3.1 The Client shall make available- and provide to DWS, without charge and within a reasonable time, all pertinent data, information, assistance, equipment and facilities necessary for the performance of the DWS Services.
3.2 Upon request, the Client shall give its decision on all reports, recommendations and other matters properly referred to it for decision by DWS, within a reasonable time.
3.3 If the Client does not perform its obligations set out in clauses 3.1 and 3.2, DWS shall notify the Client of such delay in performance and shall be entitled to an appropriate time extension for the performance of the DWS Services and to receive compensation for incurred additional costs.
4.1 The Client shall pay for any use of special equipment (including but not limited to field equipment, investigation boats and computer facilities) at fixed rental rates determined in advance by DWS.
4.2 The Client shall reimburse DWS for incurred out of pocket expenses for outlays, special materials, subcontractors, and other costs paid to third parties, at DWS’s cost thereof plus a 5% supplement.

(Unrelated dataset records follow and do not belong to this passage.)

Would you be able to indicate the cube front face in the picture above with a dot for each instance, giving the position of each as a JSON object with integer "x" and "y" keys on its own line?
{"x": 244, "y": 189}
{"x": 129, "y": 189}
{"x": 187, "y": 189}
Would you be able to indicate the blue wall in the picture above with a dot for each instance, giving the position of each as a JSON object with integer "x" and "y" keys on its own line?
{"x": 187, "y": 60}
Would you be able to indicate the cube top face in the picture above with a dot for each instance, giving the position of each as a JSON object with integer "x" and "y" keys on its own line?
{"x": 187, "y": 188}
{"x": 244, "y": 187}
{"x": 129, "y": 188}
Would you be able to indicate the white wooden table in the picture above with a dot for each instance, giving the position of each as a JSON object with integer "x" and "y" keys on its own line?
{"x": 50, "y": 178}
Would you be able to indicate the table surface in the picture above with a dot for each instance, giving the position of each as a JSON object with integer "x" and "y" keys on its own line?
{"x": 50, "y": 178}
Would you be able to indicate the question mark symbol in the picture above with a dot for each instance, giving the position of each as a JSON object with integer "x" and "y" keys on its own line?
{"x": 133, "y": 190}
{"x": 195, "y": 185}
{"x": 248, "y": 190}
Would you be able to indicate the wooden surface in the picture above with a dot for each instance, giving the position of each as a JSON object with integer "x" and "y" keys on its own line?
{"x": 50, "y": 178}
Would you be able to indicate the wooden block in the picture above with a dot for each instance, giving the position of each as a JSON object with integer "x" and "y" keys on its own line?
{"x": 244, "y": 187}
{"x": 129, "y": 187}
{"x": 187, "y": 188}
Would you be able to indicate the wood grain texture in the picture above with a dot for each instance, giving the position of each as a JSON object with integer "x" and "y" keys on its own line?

4.3 The Client shall pay DWS charges for automobile rental based on DWS’s actual cost with a supplement of 5% for driving with a trailer. Mileage driven by a DWS employee’s own motorcar will be charged at the mileage rate fixed by the Australian government.
4.4 The Client shall reimburse DWS for all incurred costs and expenses related to traveling, meals and accommodation.
5.1 In the absence of agreement in writing to the contrary, the prices and rates specified in DWS’s offer shall be an estimate based on prices in effect on the date of the offer, and DWS reserves the right to alter such prices to equal the prices and rates as of the date of delivery, subject to one (1) month’s written notice. This shall also apply to ongoing and agreed, but not initiated, services.
5.2 DWS reserves the right, once DWS begins to work on the DWS Services, to adjust its hourly rates and rental rates to reflect general annual increases in the prices for DWS’s services.
5.3 The specified prices are exclusive of 1) any and all indirect and direct taxes, VAT and other duties 2) any and all withholding taxes on international purchases.
5.4 DWS shall receive the full invoiced amount exclusive of any and all indirect and direct taxes, VAT and other duties as well as any and all withholding taxes on international purchases and otherwise be held harmless of any taxes imposed on DWS due to the Agreement.
6.1 The Client shall pay DWS at the intervals and stages, within the times, at the places and in the currencies stated in the Agreement.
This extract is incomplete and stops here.